Les associations de patients ont aussi leurs liens d’intérêt

Vincent Bargoin

Auteurs et déclarations

26 janvier 2017

Cleveland, Etats-Unis — Jusqu’où les liens d’intérêt sont-ils compatibles avec la priorité aux patients ? La question est (aujourd’hui) admise pour les professionnels de santé. Mais elle se pose aussi, et se posera probablement de plus en plus pour les associations de patients – le paradoxe étant que les patients sont en principe les premiers intéressés à la plus grande transparence.

Publiée dans le JAMA Internal Medicine une enquête américaine , associant les départements d’éthique de plusieurs universités ou institutions médicales, aborde cette question difficile [1].

L’objectif n’est pas de contester la place prise par les associations de patients dans le débat public, que ce soit dans les médias, blogs et autres réseaux sociaux, ou dans la participation à des instances d’évaluation ou de décision. Il reste que pour garder cette légitimité, il faut aussi s’interroger sur les 8% de responsables d’associations qui déclarent de la manière la plus cash avoir « perçus des pressions pour conformer leurs positions aux intérêts des sociétés donatrices ».

8% de responsables d’associations qui déclarent de la manière la plus cash avoir « perçus des pressions pour conformer leurs positions aux intérêts des sociétés donatrices ».

82% des associations « très ou plutôt concernées par la question des liens d’intérêt »

L’enquête a été menée entre septembre 2013 et juin 2014. Des questionnaires ont été adressés par e-mail aux responsables de 439 associations de patients. Ces associations ont été choisies au hasard sur un total de 7865 associations éligibles aux Etats-Unis.

Les auteurs précisent s’être adressés à des associations de taille variées, disposant d’un budget médian de 300.000$, mais avec des quartiles allant de 70.000 à 1.200.00 $ (USD). Les pathologies couvertes étaient par ailleurs majoritairement le cancer, les maladies neurologiques, et les maladies rares, en particulier génétiques.

Deux-cents-quatre-vingt-neuf réponses exploitables ont été obtenues (66%).

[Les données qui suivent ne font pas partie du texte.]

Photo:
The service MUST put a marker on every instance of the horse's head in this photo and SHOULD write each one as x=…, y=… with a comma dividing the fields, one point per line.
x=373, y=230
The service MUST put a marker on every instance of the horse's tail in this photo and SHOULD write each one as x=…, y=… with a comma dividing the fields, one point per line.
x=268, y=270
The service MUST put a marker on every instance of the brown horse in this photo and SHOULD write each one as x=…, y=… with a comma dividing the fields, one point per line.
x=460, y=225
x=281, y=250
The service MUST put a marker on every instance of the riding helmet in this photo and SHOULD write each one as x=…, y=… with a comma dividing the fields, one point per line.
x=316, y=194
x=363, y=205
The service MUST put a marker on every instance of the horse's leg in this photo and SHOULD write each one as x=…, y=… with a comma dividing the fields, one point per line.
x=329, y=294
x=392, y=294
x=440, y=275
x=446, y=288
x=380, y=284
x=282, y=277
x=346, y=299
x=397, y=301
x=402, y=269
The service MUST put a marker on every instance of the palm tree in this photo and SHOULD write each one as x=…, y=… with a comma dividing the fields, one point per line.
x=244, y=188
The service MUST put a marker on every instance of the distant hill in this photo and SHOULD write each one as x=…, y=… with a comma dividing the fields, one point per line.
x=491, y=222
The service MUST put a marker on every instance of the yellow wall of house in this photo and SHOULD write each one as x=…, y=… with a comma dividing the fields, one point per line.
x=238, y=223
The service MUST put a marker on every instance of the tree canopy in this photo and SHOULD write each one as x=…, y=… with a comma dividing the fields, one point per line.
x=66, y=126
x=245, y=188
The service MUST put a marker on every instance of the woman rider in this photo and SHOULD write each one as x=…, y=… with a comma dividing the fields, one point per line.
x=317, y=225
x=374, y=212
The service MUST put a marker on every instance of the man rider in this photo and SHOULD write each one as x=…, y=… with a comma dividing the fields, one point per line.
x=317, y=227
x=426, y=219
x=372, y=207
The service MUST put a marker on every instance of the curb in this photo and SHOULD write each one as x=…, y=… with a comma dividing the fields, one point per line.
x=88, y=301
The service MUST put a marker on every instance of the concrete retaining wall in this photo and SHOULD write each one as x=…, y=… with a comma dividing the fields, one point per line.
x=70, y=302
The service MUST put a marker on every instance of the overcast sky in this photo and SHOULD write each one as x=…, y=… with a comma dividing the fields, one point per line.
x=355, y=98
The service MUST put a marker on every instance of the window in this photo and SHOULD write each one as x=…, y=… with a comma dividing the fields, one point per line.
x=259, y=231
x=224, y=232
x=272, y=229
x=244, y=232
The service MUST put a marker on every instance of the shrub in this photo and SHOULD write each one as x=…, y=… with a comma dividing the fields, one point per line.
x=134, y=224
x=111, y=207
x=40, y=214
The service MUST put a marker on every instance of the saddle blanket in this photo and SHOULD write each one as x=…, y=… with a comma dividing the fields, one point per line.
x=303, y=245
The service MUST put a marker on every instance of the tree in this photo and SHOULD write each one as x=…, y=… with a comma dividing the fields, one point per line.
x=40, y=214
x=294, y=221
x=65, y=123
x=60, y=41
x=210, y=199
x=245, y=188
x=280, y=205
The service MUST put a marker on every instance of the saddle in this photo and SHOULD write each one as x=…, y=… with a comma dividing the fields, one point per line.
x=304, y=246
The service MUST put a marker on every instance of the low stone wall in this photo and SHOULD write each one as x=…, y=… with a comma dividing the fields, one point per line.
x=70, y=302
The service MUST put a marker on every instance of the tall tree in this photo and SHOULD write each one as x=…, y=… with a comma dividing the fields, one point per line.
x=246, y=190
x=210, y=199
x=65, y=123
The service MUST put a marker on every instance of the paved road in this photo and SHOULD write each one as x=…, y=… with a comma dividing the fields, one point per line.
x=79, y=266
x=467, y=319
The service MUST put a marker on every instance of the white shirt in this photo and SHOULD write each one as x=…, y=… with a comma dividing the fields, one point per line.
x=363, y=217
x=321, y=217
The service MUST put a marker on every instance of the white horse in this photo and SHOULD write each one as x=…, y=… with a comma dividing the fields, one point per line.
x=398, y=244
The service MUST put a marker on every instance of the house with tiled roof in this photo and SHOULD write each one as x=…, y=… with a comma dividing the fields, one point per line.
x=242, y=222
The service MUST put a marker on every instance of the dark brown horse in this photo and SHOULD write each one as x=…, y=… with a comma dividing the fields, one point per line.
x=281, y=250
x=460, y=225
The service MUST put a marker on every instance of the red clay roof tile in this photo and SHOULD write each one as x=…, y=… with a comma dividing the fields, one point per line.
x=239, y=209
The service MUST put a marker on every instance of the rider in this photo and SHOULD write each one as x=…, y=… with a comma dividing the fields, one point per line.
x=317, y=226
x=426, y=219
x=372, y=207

Parmi elles, plus des deux-tiers ont rapporté des financements de sociétés privées. Le montant médian est de 50.000 $, avec des quartiles allant de 15.000 à 200.000 $. Près de 9% des associations recevaient plus d’un million de $ par an.

Logiquement, le médicament, les dispositifs médicaux et les biotechs arrivent en tête des industries donatrices, et pèsent 45% du financement de ces associations. On note cependant que les donations privées arrivent juste derrière (on est aux Etats-Unis).

Logiquement aussi, 82% des associations qui ont répondu estiment être plutôt ou très concernées par la question des conflits d’intérêt. Cependant, 64% seulement ont établies des règles écrites vis-à-vis des conflits d’intérêt, et ces règles ne sont jugées « très satisfaisantes » que dans 55% des cas.

Près de 9% des associations recevaient plus d’un million de $ par an.

La proportion d’associations qui ont une politique de publication des liens d’intérêt (sur le site internet ou dans les rapports annuels) est plus faible encore : 26%.

Il reste donc une grosse marge de progression du côté des associations elles-mêmes. Les 14% d’associations qui déclarent avoir décliné un financement en raison « d’inquiétudes quant aux conflits d’intérêt » peuvent servir d’inspiration.